One afternoon after a long day at school for myself and my children I could tell that one of my children was at the end of his tether for the day. He then had to go to tennis, a sport which he doesn’t particularly enjoy, but until he finds something else to do, he is stuck with it. Whilst they were all at tennis I began to picture the rest of the evening in my head – the arduous task of cooking dinner, the conversation around the dinner table, the snapping, the nagging, the whining, the whinging and finally the inevitable meltdown of my child. This time, however, I was prepared, and adopted a tactic that avoided the pre-empted meltdown.

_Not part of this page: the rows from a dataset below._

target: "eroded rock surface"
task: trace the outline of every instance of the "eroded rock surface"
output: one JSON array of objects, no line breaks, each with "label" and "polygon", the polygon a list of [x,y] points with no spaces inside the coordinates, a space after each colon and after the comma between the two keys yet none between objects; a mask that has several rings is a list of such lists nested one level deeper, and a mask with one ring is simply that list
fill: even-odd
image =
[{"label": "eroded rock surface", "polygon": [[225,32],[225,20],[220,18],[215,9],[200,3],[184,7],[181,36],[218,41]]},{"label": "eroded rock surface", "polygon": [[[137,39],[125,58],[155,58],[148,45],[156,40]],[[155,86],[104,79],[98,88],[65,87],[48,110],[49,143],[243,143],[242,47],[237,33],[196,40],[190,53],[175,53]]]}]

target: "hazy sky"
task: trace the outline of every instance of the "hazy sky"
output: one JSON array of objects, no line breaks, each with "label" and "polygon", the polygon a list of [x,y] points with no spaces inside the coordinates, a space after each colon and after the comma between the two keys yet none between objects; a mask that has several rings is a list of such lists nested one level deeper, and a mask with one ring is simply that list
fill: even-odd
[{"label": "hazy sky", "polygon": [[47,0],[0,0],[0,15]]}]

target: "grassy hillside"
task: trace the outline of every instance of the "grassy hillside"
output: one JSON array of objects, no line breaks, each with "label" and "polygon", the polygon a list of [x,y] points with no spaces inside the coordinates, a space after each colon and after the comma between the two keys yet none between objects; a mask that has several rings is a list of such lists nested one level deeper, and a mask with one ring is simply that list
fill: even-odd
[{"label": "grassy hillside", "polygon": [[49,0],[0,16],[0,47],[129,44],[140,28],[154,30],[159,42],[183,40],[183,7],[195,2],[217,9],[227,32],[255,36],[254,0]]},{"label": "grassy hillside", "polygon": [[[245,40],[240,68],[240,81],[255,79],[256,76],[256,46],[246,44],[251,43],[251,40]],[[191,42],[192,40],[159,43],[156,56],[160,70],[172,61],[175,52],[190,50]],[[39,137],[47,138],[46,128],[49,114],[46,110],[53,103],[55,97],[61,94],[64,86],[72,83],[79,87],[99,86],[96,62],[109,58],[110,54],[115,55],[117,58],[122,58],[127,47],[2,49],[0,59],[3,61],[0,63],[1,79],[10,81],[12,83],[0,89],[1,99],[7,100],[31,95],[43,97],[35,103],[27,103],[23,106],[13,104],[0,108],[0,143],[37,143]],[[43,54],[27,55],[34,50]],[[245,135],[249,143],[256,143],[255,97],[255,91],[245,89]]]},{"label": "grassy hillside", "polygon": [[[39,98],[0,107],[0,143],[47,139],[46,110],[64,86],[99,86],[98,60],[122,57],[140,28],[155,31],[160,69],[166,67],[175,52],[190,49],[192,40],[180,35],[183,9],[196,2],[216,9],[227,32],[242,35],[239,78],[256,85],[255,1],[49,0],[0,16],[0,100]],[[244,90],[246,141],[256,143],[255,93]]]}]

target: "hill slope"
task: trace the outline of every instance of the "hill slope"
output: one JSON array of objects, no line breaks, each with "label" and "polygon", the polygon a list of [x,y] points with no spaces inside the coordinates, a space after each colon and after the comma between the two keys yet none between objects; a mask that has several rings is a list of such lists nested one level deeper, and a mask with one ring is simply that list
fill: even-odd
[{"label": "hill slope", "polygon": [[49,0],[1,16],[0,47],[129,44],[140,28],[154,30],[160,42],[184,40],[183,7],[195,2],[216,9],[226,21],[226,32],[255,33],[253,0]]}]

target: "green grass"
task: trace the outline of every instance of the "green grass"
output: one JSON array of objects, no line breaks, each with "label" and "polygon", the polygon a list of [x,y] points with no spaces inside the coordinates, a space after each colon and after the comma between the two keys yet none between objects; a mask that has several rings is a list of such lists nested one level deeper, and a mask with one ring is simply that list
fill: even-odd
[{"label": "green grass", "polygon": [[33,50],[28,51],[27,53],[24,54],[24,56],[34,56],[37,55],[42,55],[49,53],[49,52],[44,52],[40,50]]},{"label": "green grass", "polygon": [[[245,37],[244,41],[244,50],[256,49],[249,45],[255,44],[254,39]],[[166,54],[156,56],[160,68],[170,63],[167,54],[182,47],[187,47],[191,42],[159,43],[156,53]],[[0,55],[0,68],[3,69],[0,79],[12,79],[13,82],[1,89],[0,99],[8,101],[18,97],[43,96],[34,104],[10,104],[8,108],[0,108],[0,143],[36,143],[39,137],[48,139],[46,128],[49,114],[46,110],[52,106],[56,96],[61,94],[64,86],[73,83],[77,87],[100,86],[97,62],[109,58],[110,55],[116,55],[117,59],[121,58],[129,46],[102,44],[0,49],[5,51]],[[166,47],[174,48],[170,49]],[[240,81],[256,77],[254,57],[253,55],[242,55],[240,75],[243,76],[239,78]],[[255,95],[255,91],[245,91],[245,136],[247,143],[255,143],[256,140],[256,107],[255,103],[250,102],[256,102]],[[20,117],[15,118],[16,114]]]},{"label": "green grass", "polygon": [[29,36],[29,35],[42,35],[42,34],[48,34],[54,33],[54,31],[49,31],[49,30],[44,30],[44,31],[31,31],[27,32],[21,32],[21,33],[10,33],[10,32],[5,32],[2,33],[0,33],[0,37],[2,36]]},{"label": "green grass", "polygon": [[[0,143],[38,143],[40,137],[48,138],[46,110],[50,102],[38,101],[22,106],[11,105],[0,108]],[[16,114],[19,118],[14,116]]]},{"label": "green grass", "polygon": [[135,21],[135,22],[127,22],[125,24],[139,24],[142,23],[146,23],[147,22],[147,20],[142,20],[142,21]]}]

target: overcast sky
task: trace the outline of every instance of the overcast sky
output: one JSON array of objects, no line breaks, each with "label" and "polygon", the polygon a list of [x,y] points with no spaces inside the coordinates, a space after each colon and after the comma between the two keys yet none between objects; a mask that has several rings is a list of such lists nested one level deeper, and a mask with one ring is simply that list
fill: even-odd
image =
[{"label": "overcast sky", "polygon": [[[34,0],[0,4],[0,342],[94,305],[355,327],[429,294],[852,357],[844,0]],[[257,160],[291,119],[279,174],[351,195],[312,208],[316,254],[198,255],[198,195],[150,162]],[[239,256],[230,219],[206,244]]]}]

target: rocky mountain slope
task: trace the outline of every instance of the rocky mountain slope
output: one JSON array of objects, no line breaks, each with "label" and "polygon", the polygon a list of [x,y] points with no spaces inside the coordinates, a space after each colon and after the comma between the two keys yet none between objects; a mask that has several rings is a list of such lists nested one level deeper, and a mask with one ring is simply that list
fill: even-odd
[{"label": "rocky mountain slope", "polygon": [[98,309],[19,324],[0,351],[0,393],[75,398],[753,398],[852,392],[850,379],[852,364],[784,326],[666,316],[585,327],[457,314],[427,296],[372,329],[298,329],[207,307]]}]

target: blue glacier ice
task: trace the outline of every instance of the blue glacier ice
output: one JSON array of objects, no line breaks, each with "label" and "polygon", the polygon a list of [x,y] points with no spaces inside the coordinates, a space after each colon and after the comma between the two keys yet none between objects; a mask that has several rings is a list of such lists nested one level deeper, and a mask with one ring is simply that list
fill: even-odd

I don’t often do my children’s jobs for them as I believe they need to contribute to the everyday life of the household, however, this particular night I decided I would ‘set the table’. I pulled out a clean tablecloth, popped some pretty serviettes into wine glasses and sat down to write a quick ‘love’ note to each of them, telling them one reason why I love them so much and that they make my day brighter. When they arrived home from tennis I continued about preparing the evening meal, one by one each of them approached the table and read their special note, I was then rewarded with a hug and an “I love you too”.
My simple little act avoided what was going to be a long night filled with yelling, misbehaviour, tears, and anxiety. If we have the foresight to predict disaster and intervene appropriately we can save ourselves and our children from a lot of angst. If we work to be proactive, rather than reactive 9 out of 10 times the situation will diffuse itself and harmony can be restored.
As adults, we need to lead the way, take responsibility, acknowledge the situation and be able to deal with it in a positive manner, not just for the child involved but for all the members of the family. Meltdowns in a family don’t just affect that child, they affect all whom live with that child, it is therefore important that when preventable situations present themselves, that is exactly what they become – prevented!